Cluster migration or Blue-Green cluster deployment is one of the proven solutions to migrate live traffic from one cluster to another. One of the examples is applications running on Kubernetes sometimes require a Kubernetes cluster upgrade which can cause downtime for the entire application during a Kubernetes cluster upgrade. Blue-green deployment is an application release model that gradually transfers user traffic from a previous version of an app or microservice to a nearly identical new release—both of which are running in production.
The old version can be called the blue environment while the new version can be known as the green environment. Once production traffic is fully transferred from blue to green, blue can standby in case of rollback or be pulled from production and updated to become the template upon which the next update is made.
We need such capability in Apache pulsar to migrate live traffic from the blue cluster to the green cluster so, eventually, the entire traffic moves from the blue cluster to the green cluster without causing downtime for the topics.
This PIP adds support to migrate and redirect the blue cluster’s traffic to the green cluster. Therefore, the Broker will support admin-API using which admin-user can mark migrate cluster along with redirection URLs where traffic should be redirected. Broker persists migration state and new redirected cluster’s URL as part of cluster metadata.
Once the cluster is marked as migrating, the broker asynchronously marks each topic owned by that broker as migrated by calling the new managed-ledger API asyncMigrate()
. Once, the topic is marked as migrated, broker notifies all the producers and consumers (which have drained the backlog for their subscriptions) with a new client-protocol command called “Migrated-Topic” which has redirection URLs to the green cluster. Producers and consumers for those topics cache the redirection URLs and retry to connect to the broker with that URL which redirects them to the green cluster.

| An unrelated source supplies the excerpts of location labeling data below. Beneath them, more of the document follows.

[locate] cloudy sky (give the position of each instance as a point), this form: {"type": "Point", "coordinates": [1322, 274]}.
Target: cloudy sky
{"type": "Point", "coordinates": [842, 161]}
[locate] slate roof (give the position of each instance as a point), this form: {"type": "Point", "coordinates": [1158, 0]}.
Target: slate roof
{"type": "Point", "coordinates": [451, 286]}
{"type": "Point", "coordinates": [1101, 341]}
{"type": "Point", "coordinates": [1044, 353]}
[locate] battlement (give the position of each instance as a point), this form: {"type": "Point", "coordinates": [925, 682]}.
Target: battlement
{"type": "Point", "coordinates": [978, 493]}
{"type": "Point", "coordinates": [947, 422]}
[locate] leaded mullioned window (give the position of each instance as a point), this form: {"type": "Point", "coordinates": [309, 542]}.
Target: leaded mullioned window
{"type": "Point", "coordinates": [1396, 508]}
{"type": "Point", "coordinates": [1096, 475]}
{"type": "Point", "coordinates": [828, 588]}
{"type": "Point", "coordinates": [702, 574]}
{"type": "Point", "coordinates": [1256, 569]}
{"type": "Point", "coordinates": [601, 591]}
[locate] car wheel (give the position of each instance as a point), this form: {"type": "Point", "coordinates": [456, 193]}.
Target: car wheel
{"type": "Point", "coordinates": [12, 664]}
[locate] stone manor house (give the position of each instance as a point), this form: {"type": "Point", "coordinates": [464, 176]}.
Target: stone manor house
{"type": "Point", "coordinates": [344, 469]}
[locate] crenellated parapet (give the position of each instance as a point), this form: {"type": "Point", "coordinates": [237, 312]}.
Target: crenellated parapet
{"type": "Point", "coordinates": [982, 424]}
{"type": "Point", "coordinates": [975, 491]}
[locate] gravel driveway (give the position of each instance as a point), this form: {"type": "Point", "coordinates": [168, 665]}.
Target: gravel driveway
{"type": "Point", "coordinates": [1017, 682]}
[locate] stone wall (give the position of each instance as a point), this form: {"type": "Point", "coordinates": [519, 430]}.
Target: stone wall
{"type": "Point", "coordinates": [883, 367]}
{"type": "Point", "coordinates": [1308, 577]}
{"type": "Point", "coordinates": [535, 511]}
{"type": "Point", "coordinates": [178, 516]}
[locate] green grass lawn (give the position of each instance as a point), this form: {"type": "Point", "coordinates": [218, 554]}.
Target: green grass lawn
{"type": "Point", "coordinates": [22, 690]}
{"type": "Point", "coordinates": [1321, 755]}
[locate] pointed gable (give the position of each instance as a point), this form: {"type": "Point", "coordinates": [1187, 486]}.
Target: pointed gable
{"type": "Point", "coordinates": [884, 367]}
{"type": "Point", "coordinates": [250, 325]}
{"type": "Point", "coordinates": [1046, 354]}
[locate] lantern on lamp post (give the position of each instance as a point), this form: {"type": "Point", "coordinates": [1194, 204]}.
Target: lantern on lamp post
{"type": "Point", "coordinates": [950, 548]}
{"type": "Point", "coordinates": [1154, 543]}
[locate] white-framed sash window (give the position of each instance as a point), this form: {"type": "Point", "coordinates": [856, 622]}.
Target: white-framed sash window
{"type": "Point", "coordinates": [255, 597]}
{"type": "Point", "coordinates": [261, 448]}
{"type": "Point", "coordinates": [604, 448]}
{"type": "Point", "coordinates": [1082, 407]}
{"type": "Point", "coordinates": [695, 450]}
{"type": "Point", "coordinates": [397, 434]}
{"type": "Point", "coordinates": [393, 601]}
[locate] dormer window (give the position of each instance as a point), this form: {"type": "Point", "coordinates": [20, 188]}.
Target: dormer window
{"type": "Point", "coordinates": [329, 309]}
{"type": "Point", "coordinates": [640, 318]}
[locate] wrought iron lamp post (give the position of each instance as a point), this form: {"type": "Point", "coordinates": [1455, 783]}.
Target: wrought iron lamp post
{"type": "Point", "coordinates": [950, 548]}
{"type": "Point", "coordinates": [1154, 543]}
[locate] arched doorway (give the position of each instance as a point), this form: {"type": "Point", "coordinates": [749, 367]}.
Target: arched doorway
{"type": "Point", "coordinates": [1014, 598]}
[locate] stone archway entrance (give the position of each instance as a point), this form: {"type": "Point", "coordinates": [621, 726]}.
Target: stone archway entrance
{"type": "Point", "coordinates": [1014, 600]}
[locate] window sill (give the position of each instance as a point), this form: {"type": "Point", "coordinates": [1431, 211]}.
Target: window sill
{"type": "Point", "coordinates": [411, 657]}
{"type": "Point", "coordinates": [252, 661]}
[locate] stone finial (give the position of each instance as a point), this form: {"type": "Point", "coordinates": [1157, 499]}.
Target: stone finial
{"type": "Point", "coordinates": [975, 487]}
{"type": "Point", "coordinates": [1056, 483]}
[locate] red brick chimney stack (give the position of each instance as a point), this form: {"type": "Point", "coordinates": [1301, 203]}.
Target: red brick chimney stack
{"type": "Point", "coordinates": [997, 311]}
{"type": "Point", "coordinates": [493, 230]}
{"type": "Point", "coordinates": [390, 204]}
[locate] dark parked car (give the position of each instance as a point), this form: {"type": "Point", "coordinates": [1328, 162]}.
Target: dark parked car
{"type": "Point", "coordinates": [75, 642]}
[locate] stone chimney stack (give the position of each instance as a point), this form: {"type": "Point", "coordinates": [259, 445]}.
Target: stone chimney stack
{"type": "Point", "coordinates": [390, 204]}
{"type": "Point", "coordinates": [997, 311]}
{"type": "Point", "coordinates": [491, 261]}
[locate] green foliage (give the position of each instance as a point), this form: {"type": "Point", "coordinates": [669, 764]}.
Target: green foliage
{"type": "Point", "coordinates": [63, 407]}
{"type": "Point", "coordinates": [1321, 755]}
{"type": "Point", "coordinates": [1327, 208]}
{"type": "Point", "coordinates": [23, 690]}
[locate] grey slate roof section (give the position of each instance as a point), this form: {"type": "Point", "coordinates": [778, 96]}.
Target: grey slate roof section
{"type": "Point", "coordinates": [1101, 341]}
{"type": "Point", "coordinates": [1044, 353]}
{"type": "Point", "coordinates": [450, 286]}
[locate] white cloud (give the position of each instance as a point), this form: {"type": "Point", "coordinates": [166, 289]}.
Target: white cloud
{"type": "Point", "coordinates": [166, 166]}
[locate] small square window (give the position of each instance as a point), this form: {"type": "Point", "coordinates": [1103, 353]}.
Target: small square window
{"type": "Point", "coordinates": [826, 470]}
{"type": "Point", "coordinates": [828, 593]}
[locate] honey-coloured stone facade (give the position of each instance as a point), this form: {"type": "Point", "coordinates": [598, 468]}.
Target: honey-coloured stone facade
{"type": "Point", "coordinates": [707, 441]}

Broker can redirect only those consumers which have reached to end of a terminated topic or create a new subscription in the blue cluster. Therefore, the broker can determine the redirection of consumers in the consumer-creation phase and the pulsar client has to handle redirection after sending producer/consumer creation requests.

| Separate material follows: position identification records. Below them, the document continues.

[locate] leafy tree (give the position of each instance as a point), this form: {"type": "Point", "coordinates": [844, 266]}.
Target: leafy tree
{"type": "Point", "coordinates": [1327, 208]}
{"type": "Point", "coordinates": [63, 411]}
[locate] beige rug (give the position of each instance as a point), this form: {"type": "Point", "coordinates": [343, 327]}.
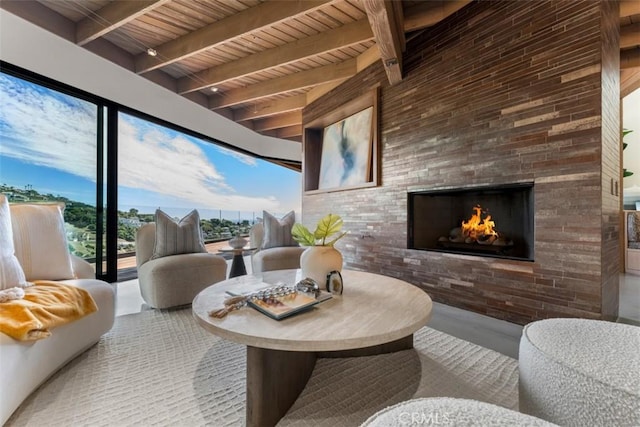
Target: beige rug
{"type": "Point", "coordinates": [160, 368]}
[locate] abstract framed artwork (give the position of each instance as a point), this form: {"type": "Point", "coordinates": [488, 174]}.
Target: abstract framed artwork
{"type": "Point", "coordinates": [341, 148]}
{"type": "Point", "coordinates": [346, 151]}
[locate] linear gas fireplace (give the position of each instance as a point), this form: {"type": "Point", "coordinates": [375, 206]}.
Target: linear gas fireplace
{"type": "Point", "coordinates": [486, 221]}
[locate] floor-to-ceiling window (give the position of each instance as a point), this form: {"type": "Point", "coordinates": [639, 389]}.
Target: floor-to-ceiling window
{"type": "Point", "coordinates": [161, 167]}
{"type": "Point", "coordinates": [113, 167]}
{"type": "Point", "coordinates": [49, 148]}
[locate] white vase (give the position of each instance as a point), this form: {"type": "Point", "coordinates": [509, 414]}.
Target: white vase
{"type": "Point", "coordinates": [317, 262]}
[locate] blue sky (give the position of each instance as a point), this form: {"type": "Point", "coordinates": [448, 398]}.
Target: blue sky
{"type": "Point", "coordinates": [47, 140]}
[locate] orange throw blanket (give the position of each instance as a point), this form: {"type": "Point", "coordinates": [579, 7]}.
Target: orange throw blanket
{"type": "Point", "coordinates": [45, 305]}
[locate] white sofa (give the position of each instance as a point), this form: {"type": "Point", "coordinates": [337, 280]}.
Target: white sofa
{"type": "Point", "coordinates": [27, 364]}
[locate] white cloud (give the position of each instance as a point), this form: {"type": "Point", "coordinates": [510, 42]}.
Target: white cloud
{"type": "Point", "coordinates": [60, 132]}
{"type": "Point", "coordinates": [41, 129]}
{"type": "Point", "coordinates": [175, 166]}
{"type": "Point", "coordinates": [247, 160]}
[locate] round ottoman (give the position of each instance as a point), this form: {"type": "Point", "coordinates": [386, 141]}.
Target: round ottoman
{"type": "Point", "coordinates": [580, 372]}
{"type": "Point", "coordinates": [447, 411]}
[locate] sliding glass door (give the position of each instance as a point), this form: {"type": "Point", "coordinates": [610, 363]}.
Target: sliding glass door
{"type": "Point", "coordinates": [51, 149]}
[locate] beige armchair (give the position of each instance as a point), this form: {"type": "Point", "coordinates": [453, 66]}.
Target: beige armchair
{"type": "Point", "coordinates": [173, 280]}
{"type": "Point", "coordinates": [278, 258]}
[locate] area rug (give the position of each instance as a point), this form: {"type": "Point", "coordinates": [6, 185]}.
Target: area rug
{"type": "Point", "coordinates": [160, 368]}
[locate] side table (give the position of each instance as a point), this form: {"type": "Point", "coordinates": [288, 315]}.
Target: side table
{"type": "Point", "coordinates": [237, 263]}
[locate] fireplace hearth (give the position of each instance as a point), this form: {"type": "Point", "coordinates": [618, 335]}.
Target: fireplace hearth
{"type": "Point", "coordinates": [493, 221]}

Broker will unsubscribe the subscription once that subscription reaches end of topic and broker will also not allow creation of any new producer or subscription for the topics. Therefore, eventually, all the topics in the blue cluster will not have a subscription or producer attached and eventually, those topics will be deleted by the garbage collector.
Broker marks the cluster state as migration-completed once all the topics are deleted and that cluster will not allow any new topic creation.
This PIP depends on the recently added broker's feature to terminate topic. In case, if any user decides to terminate the topic then it can be done using admin API. Once, broker receives request to terminate the topic, broker
Terminated
and doesn't allow any new writes on that managed-ledger.TopicTerminatedError
Migration of topic will have enhancement on top of topic-termination feature where migration process will
TopicTerminatedError
error to the producer, the broker sends migration-response to producer so, producer can handle migration-response and manage redirection to the new cluster. We will discuss this step in detail in next section.This PIP will add API to managed-ledger to change ManagedLedger state as migrated. This API will terminate the topic and persist the status of managed-ledger as migrated. Broker triggers migrate API of managed-ledger once cluster becomes the blue cluster and traffic should redirect to the green cluster.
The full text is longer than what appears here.